Beberapa pejabat yang hadir di lokasi sejak pukul 15.32 WIB meliputi Menteri Koordinator Bidang Perekonomian Airlangga Hartarto, Menteri Investasi dan Hilirisasi Rosan Roeslani, Menteri ESDM Bahlil Lahadalia, dan Menteri Keuangan Purbaya Yudhi Sadewa.

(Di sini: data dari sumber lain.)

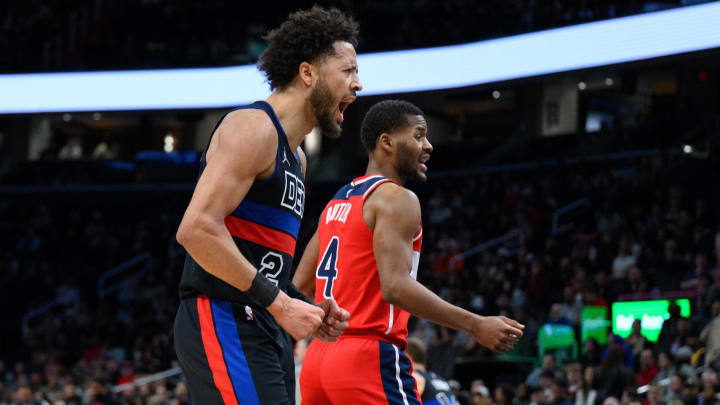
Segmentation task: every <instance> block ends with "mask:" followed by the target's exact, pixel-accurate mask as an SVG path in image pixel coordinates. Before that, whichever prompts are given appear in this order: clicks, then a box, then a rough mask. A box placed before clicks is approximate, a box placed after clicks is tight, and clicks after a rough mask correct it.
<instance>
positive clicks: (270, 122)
mask: <svg viewBox="0 0 720 405" xmlns="http://www.w3.org/2000/svg"><path fill="white" fill-rule="evenodd" d="M218 132H219V134H223V136H224V137H225V138H233V139H238V140H242V141H243V142H247V143H258V144H260V145H263V144H267V143H268V142H273V143H277V130H276V129H275V126H274V125H273V123H272V121H271V120H270V117H268V115H267V114H266V113H265V111H262V110H258V109H255V108H247V109H242V110H235V111H232V112H230V113H229V114H228V115H227V116H226V117H225V119H224V120H223V122H222V123H220V126H219V127H218ZM228 135H229V136H228Z"/></svg>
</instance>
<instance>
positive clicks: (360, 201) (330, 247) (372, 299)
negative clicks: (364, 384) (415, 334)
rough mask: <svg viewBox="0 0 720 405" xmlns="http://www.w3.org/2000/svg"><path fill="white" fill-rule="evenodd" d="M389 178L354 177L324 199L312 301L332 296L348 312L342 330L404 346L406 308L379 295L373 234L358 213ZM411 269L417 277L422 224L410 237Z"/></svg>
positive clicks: (407, 318) (413, 277)
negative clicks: (313, 292) (329, 200)
mask: <svg viewBox="0 0 720 405" xmlns="http://www.w3.org/2000/svg"><path fill="white" fill-rule="evenodd" d="M390 181H392V180H390V179H388V178H385V177H383V176H380V175H366V176H363V177H358V178H356V179H355V180H353V181H352V182H351V183H350V184H347V185H345V186H344V187H342V188H341V189H340V190H339V191H338V192H337V193H336V194H335V196H334V197H333V199H332V200H331V201H330V202H329V203H328V204H327V206H326V207H325V209H324V210H323V213H322V215H321V216H320V220H319V224H318V243H319V252H318V267H317V269H316V271H315V301H316V302H322V301H324V300H326V299H328V298H334V299H335V301H337V303H338V305H339V306H340V307H341V308H344V309H346V310H347V311H348V312H350V321H349V324H348V329H347V330H346V331H345V332H344V336H347V335H367V336H368V337H371V336H372V337H374V338H376V339H380V340H385V341H387V342H390V343H394V344H396V345H398V346H399V347H400V348H402V349H405V347H406V346H407V342H406V340H405V339H406V338H407V334H408V331H407V323H408V319H409V318H410V314H409V313H408V312H406V311H403V310H401V309H400V308H397V307H396V306H394V305H392V304H389V303H387V302H385V301H383V299H382V292H381V289H380V276H379V274H378V269H377V263H376V262H375V256H374V253H373V235H372V231H371V230H370V228H368V226H367V224H366V223H365V220H364V219H363V203H364V202H365V199H366V198H368V196H369V195H370V194H371V193H372V192H373V191H374V190H375V189H376V188H377V187H378V186H380V185H381V184H383V183H386V182H390ZM412 244H413V246H412V248H413V261H412V271H411V275H412V277H413V278H416V277H417V269H418V262H419V260H420V247H421V245H422V227H421V229H420V230H419V231H418V233H417V234H415V236H414V237H413V242H412Z"/></svg>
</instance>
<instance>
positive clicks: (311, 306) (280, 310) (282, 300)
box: [267, 291, 325, 340]
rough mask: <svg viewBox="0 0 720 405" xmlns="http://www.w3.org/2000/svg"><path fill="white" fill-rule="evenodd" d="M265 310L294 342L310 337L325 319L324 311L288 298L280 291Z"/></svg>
mask: <svg viewBox="0 0 720 405" xmlns="http://www.w3.org/2000/svg"><path fill="white" fill-rule="evenodd" d="M267 309H268V312H270V314H271V315H272V316H273V317H274V318H275V320H276V321H277V323H278V325H280V327H282V328H283V329H285V331H287V332H288V333H289V334H290V335H292V337H293V338H295V340H300V339H305V338H308V337H310V336H312V335H313V334H314V333H315V331H316V330H317V329H318V327H320V325H321V324H322V322H323V318H324V317H325V311H323V310H322V308H320V307H318V306H315V305H311V304H308V303H307V302H305V301H301V300H298V299H295V298H290V297H288V295H287V294H285V293H284V292H282V291H280V294H278V296H277V297H276V298H275V301H273V303H272V304H270V306H269V307H267Z"/></svg>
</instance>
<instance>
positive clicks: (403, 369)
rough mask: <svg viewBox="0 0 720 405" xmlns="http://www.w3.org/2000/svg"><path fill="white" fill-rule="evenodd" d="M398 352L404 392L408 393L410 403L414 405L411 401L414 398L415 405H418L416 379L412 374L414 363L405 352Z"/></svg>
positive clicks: (409, 402) (408, 396)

Selain jajaran menteri kabinet, Gubernur Bank Indonesia Perry Warjiyo juga tampak mendatangi Istana Negara secara bersamaan.
Pelemahan mata uang lokal ini tercatat cukup signifikan pada awal pekan, sebagaimana dilansir dari Nasional berdasarkan data Reuters. Nilai tukar rupiah berada di posisi Rp 17.645 per dollar AS, yang menunjukkan penurunan sebesar 1,17 persen jika dibandingkan dengan hari perdagangan sebelumnya.
Hingga saat ini, para pejabat yang hadir masih menutup rapat informasi mengenai detail pembahasan yang akan diangkat dalam pertemuan bersama Presiden tersebut.
"Agendanya nanti kita lihat," ucap Airlangga saat tiba.
Sikap tertutup juga ditunjukkan oleh pihak bank sentral saat memasuki area Istana Negara untuk menghadiri rapat terbatas. Gubernur Bank Indonesia tidak memberikan pernyataan sama sekali kepada media dan hanya melempar senyum saat dimintai keterangan mengenai kondisi terkini mata uang dollar AS.